隐语在近代是一种文字游戏,正如刘勰在《文心雕龙》里认为“谜”为魏晋之后“隐”的化身。而在魏晋之前,“隐”是一种庄重的事情。“隐”最早被用于预言谶语,神与人互通,神为了营造出一种神秘玄妙的形象,占卜时通过附身人说出隐语,来激起普通人对未知神秘事物的好奇心。并相信其所说的预言。
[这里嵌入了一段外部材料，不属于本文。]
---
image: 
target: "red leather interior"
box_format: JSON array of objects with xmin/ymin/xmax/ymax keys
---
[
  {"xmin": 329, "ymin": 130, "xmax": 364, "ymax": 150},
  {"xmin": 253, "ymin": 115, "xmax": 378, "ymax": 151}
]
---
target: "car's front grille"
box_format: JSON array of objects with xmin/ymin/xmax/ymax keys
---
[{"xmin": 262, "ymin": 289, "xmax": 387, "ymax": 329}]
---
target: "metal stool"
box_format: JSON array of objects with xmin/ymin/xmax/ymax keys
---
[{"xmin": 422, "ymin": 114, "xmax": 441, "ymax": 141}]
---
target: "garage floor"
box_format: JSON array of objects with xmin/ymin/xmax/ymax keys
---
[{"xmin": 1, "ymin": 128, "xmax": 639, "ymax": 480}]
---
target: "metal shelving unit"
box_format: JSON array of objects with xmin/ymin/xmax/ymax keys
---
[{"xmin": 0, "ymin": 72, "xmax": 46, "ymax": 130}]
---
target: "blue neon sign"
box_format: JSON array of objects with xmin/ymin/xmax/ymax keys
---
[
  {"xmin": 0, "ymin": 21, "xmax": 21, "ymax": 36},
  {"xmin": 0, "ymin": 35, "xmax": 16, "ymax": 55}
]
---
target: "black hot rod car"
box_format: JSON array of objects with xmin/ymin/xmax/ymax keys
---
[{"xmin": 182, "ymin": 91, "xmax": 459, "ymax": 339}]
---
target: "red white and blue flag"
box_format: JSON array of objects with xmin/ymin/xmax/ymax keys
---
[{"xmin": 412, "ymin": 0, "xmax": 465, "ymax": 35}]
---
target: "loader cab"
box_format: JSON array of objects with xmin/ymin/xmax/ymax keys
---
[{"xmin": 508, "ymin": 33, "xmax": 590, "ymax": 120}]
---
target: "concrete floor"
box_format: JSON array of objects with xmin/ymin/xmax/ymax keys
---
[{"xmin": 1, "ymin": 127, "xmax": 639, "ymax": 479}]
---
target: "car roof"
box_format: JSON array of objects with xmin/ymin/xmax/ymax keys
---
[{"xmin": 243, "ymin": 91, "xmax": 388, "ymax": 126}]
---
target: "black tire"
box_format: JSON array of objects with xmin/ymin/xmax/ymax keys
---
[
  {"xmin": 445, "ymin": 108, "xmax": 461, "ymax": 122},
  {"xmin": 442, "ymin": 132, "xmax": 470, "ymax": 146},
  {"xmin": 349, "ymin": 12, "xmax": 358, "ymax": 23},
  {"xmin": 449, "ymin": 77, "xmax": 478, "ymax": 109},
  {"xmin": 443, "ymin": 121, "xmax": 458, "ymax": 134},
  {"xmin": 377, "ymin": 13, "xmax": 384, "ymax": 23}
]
《诗论》中说“谐和隐都带有文字游戏性”,“隐”可以形象的定义为“用捉迷藏的游戏态度,把一件事物先隐藏起,只露出一些线索来,让人可以猜出里面所隐藏的是什么。”,谈及一件事情的时候,“谐隐”均不是直接将所描述之物的特点明晰的描述出来,而是将该特点隐入所说的语句中。隐语从最初庄重的“谶语”发展到具备娱乐效果的时候和“谐”有一些差别,“谐”在面对人事的丑拙鄙陋时,会以“游戏”的态度产生“谐趣”,用嘲笑来面对人事的悲伤不幸或容貌的丑陋,就会有种连原本令人伤悲的事情都可以让我们快乐的效果:游戏可以使人们在自己创造出的世界里得到自由,从而弥补现实人生世相中的遗憾。以此达到心灵上的平衡。

“隐语”的运用有效的加强了文字表达效果。文字游戏是文字的表达方式之一,而文字的表达方式属于艺术创作。生命余力的流露是艺术被不同时代、不同阶层的具有涵养的人所一直追求的,人们被外物束缚时,就会迫切需要冲出一个包围圈,去拥抱自由。艺术在这点上会在一个人的一生中陪伴他度过孤独艰难的日子,是一种难以缺少的存在。某种艺术的习得是需要通过长久、牵强笨拙的练习来逐渐深化,运用自如的,而艺术的乐趣就在战胜困难之后还会存有余力来似游戏一般挥洒自如,增添艺术作品的趣味性。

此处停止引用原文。